Introduction
Le chipset Intel 845PE n’est pas récent. Pourtant, il a toujours la côte chez les amateurs de processeurs Intel Pentium4, et il se paye même le luxe d’apparaître sur des cartes mères très récentes. En effet, peut avant l’annonce officielle du fameux FSB à 800 MHz d’Intel, certains constructeurs se sont amusés à sortir à grands coups de marketing des cartes mères à base de i845PE qui supportent sur le papier ce nouveau FSB grâce à l’overclocking. Pour en savoir un peu plus nous avons décidé d’analyser un peu cette nouvelle vague de cartes mères à travers les cartes Abit BH7 et Albatron PX845PEV-800.
Abit BH7

L’Abit BH7 étant la première des deux cartes que j’ai reçue, j’ai décidé de commencer par elle. Je dois dire que j’étais particulièrement intrigué par cette mobo dès le premier jour de son annonce, car avec un nom pareil, on ne pouvait bien évidemment pas ne pas se rappeler de la célèbre Abit BH6 qui faisait en son temps un malheur chez les overclockeurs. Bref, j’étais pressé d’ouvrir la boîte de cette carte, et une fois que cela fut fait, je dois dire que la carte mère m’a tout de suite inspiré. L’Abit BH7 respire la bonne qualité de fabrication. A vrai dire, à part les trois slots DIMM tous les composants de la carte semblent être d’excellente facture, et sont particulièrement bien agencés. J’irais presque à dire que c’est de l’art. Etonnant non ? Etonnant ou pas, voyons d’un peu plus près ce que nous propose cette nouvelle carte maman signée Abit.
Tout d’abord, la BH7 embarque un northbridge i845PE et un southbridge ICH4 qui lui permettent de gérer des fonctions comme l’AGP 4x, l’USB 2.0 ou encore l’ATA 100. Pour relever un peu la sauce, d’autres puces implémentées sur le PCB permettent la gestion du LAN 10/100, du Serial ATA 150 ou encore du son 5.1. Malgré l’absence de l’AGP 8x ou de l’ATA 133, l’Abit BH7 propose donc tout de même un lot plutôt intéressant d’options, d’autant plus qu’avec son entrée, et surtout sa sortie SPDIF, vous pourrez sans trop de problèmes vous munir d’un bon ensemble d’enceintes sans pour autant avoir à investir dans une carte son hors de prix. En parlant de prix, sachez d’ailleurs au passage que la BH7 d’Abit se négocie facilement sous les 110€ ce qui est plutôt une excellente chose.

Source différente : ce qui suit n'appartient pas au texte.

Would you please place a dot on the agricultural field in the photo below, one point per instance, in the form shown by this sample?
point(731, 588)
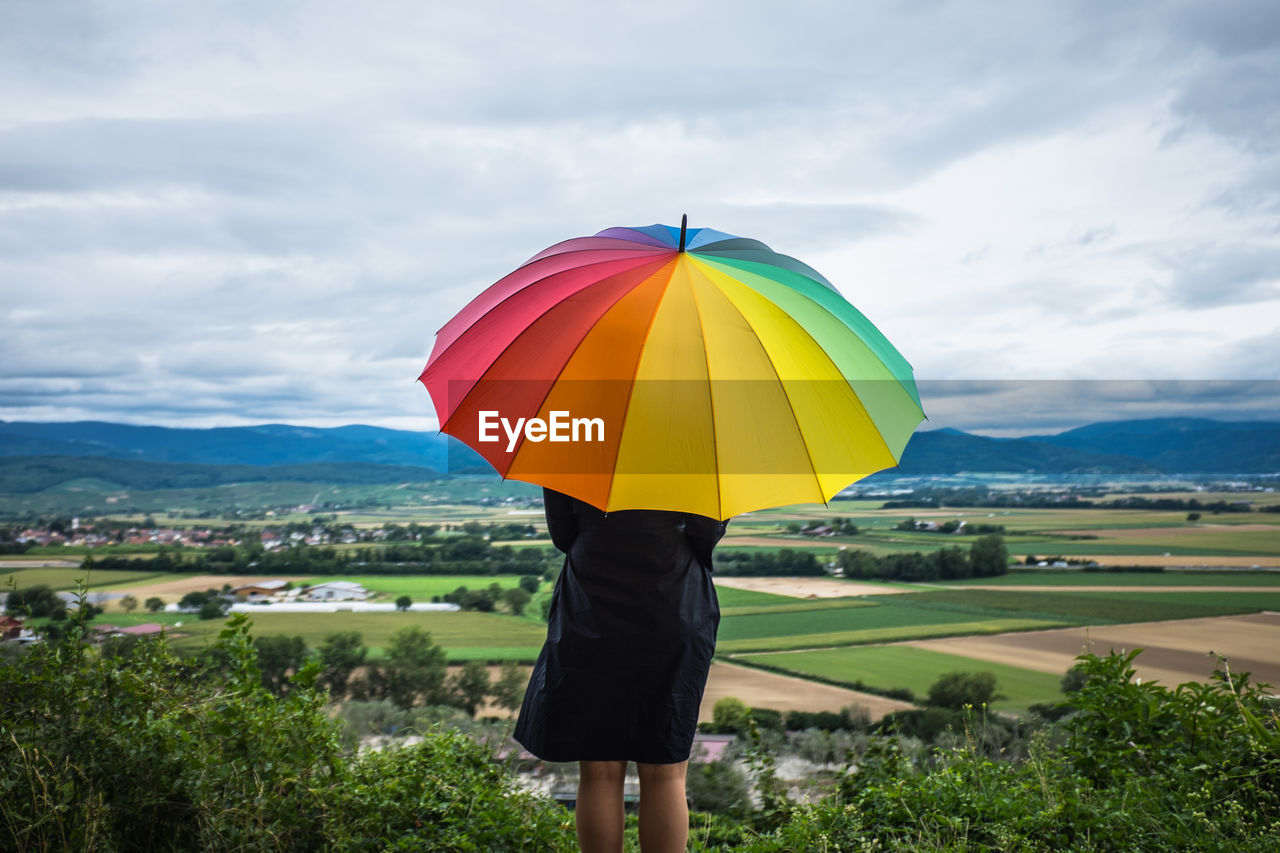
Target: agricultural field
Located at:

Côté layout, comme indiqué à l’instant, la BH7 de Monsieur Abit est particulièrement bien pensée, et j’ai particulièrement apprécié l’orientation des connecteurs IDE qui empêchera vos bonnes grosses nappes IDE de cacher l’orange éclatant de ce beau joujou. Autre bon point, l’absence de ventilateur sur le chipset. Et oui, ce n’est pas un nForce2 et le dégagement calorifique n’est pas énorme, alors pourquoi se priver du silence ? Deux points me chagrinent tout de même un peu avec ce layout, tout d’abord l’emplacement du connecteur d’alimentation (oui moi j’aime les voir tout en haut :-P ), et puis le rapprochement des slots DIMM. Il n’y a aucun écart entre les différents slots, et si vous avez des modules équipés de dissipateurs, ils se toucheront. Bon oui, il n’y a là rien de bien méchant, mais qui aime bien châtie bien.
Le BIOS
Le Soft Menu III est un élément clé du BIOS des cartes mères Abit. C’est par ce dernier que l’on a accès à toutes les options propres à l’overclocking. Sur la BH7 il sera donc possible de faire monter le FSB jusqu’à une fréquence de 250 MHz (en théorie bien entendu), de modifier le coefficient multiplicateur si vous avez le processeur adéquat, de modifier le ration CPU

RAM ou encore de faire varier les tensions du core, de la RAM (3.05v max), et de l’AGP (1.6v max). Autre option qui n’est pas en reste la possibilité de faire varier et de fixer la fréquence du bus PCI même si l’on augmente le FSB, ce qui devrait faire le plus grand bien lors de l’overclocking à vos disques durs par exemple.
Bien sûr il n’y a pas que le Soft Menu dans la vie, et dans les autres rubriques du BIOS il vous sera par exemple possible de pousser les paramètres mémoire, d’activer l’alarme en cas de surchauffe ou encore d’assigner des IRQs.